The land on which the hotel is built covers an area of 1,700 m2. According to the description of the cadastre of 1863: “Hotel having entrance by two carriage gates and a single door on the avenue d’Antin. It is placed between a main courtyard and a backyard. Composed of a main building with facade of seven windows. Double in depth, with wing on the right and annexes on the left on the second courtyard. Raised on cellars and median, the ground floor, two square floors arranged in magnificent apartments, a third paneled for secondary accommodation”. The house was completed in 1865.

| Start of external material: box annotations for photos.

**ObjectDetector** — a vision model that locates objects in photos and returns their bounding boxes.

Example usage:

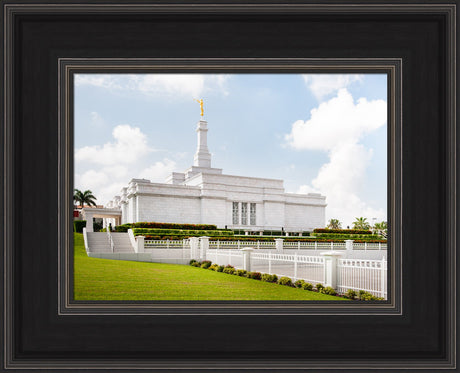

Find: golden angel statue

[194,98,203,116]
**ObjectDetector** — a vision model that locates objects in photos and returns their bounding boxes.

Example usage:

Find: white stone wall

[132,195,201,224]
[285,203,325,231]
[201,198,227,228]
[117,173,326,228]
[263,201,286,229]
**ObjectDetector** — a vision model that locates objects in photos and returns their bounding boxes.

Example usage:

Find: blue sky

[75,74,387,227]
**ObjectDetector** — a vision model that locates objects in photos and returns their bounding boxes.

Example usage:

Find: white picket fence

[208,241,387,250]
[337,259,387,298]
[206,249,387,299]
[144,239,387,299]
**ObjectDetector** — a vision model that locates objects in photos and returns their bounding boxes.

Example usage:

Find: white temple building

[106,118,326,233]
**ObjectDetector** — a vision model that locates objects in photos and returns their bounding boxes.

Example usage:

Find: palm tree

[374,221,388,238]
[73,189,97,208]
[327,219,342,229]
[353,217,371,230]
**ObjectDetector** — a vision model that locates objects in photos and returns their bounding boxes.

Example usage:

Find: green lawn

[74,233,344,300]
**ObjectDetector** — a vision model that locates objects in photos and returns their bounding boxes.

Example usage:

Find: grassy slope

[74,233,343,300]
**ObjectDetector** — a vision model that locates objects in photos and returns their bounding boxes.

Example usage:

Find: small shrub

[294,280,305,289]
[316,283,324,292]
[73,220,86,233]
[344,289,356,299]
[278,277,292,286]
[358,290,384,300]
[320,286,337,295]
[260,273,278,282]
[222,267,235,275]
[201,260,212,269]
[247,272,262,280]
[235,269,248,277]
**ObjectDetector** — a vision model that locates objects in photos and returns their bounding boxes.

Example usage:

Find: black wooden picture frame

[0,0,459,372]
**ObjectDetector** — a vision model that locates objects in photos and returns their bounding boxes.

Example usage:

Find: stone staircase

[86,232,134,253]
[110,232,134,253]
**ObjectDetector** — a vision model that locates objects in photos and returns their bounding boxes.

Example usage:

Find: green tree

[327,219,342,229]
[353,217,371,230]
[73,189,96,208]
[374,221,388,238]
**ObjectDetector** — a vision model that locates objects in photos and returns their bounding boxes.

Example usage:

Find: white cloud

[75,124,153,166]
[75,74,230,98]
[285,89,387,226]
[91,111,106,127]
[139,158,176,183]
[302,74,363,100]
[286,89,387,150]
[75,122,176,204]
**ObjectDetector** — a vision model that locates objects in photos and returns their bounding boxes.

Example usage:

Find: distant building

[106,119,326,233]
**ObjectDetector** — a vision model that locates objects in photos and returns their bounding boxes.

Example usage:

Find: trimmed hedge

[73,220,86,233]
[313,228,372,234]
[129,222,217,231]
[142,234,387,243]
[132,228,233,239]
[316,233,381,241]
[189,259,383,301]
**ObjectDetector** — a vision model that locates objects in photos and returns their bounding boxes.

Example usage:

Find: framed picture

[2,1,458,371]
[67,64,401,306]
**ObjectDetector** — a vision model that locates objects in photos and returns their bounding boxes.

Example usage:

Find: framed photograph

[2,0,458,372]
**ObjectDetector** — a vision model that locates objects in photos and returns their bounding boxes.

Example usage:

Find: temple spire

[193,119,211,168]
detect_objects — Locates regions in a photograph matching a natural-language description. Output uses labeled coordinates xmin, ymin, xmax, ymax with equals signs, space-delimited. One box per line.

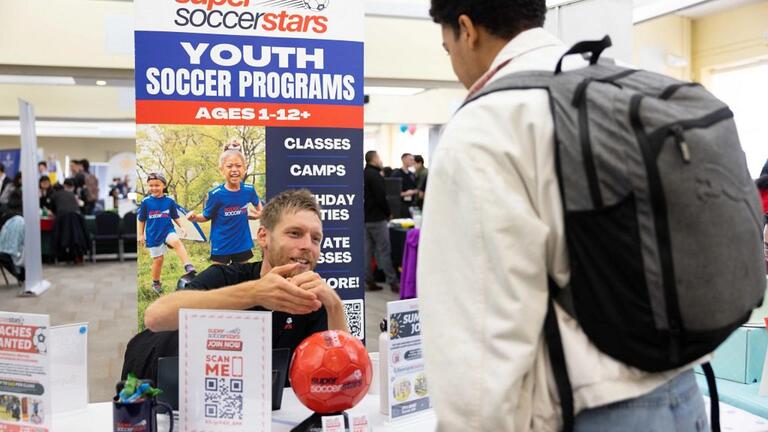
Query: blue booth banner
xmin=135 ymin=0 xmax=365 ymax=339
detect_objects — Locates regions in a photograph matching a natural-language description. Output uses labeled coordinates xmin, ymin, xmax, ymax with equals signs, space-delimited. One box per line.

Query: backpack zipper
xmin=669 ymin=124 xmax=691 ymax=164
xmin=629 ymin=94 xmax=683 ymax=365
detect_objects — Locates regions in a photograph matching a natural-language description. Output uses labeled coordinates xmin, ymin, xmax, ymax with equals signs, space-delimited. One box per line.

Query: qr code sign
xmin=343 ymin=299 xmax=365 ymax=340
xmin=205 ymin=378 xmax=243 ymax=420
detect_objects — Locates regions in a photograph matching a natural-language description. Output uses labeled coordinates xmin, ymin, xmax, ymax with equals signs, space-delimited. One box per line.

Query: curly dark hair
xmin=429 ymin=0 xmax=547 ymax=39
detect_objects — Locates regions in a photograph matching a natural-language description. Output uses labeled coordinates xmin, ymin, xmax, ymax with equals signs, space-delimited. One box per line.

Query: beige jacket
xmin=418 ymin=29 xmax=687 ymax=432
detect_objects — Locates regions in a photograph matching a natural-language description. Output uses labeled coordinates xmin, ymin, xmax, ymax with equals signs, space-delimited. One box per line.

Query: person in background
xmin=413 ymin=155 xmax=429 ymax=208
xmin=37 ymin=161 xmax=51 ymax=181
xmin=390 ymin=153 xmax=419 ymax=218
xmin=0 ymin=172 xmax=21 ymax=206
xmin=0 ymin=163 xmax=11 ymax=201
xmin=363 ymin=150 xmax=400 ymax=292
xmin=109 ymin=177 xmax=123 ymax=208
xmin=120 ymin=175 xmax=131 ymax=197
xmin=48 ymin=178 xmax=82 ymax=216
xmin=37 ymin=175 xmax=53 ymax=209
xmin=49 ymin=178 xmax=90 ymax=265
xmin=78 ymin=159 xmax=99 ymax=215
xmin=418 ymin=0 xmax=709 ymax=432
xmin=0 ymin=189 xmax=24 ymax=283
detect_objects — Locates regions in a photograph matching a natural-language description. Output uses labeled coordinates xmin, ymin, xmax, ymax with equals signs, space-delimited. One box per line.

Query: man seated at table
xmin=144 ymin=189 xmax=349 ymax=352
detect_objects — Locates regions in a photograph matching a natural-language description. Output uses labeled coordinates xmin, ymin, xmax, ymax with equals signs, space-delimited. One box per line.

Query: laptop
xmin=157 ymin=348 xmax=291 ymax=411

In 1870, Jean Polydore Le Marois installed the painting by Horace Vernet, produced in 1827, Edith finding the body of Harold after the battle of Hastings, which he had acquired from an art dealer on the Boulevard des Italiens in Paris.

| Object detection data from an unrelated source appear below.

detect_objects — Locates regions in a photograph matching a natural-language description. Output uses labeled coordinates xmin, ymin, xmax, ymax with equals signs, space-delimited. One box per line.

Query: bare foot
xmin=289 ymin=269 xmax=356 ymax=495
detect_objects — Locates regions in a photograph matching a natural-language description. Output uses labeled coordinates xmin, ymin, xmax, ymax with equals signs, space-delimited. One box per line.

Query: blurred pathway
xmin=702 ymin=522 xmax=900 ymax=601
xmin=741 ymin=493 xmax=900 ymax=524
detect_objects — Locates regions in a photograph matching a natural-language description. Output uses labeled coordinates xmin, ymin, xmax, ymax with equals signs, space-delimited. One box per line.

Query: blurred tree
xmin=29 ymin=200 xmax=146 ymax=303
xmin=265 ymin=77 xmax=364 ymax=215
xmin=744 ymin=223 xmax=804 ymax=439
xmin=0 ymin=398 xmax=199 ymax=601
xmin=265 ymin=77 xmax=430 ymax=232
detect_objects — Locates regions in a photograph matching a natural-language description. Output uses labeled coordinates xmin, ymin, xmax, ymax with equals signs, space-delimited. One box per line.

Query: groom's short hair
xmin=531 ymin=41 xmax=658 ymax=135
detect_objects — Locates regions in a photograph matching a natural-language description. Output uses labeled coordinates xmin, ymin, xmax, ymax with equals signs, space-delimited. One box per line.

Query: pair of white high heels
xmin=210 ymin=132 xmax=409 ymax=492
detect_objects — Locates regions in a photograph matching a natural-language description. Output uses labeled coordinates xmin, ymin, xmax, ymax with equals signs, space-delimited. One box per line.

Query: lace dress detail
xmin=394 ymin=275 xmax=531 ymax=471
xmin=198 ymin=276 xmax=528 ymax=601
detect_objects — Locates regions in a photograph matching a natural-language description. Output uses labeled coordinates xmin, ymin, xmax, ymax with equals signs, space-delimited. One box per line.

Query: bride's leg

The hotel remained the property of the Le Marois until March 1927, when the Countess Jacques-André de Ganay (née Le Marois), who had held a “very elegant salon” there, sold it to the Association France- Americas, founded in 1909 by Gabriel Hanotaux. She then offered Vernet's painting, whose monumental dimensions did not allow easy transport, to the City of Cherbourg. It is still preserved today at the musée Thomas-Henry.

The common buildings gave way, in 1956, to two office buildings. More recently, the second floor of the hotel has been completely refurbished and the lounges on the ground floor and first floor are rented for receptions. The caterer-reception organizer Butard Enescot, which managed the reception areas from the end of the 1990s to 2007, regained the concession for the Salons France-Amériques in 2015.

The association of graduates of the École des Hautes Etudes Commerciales de Paris, HEC Alumni, is located in the hotel.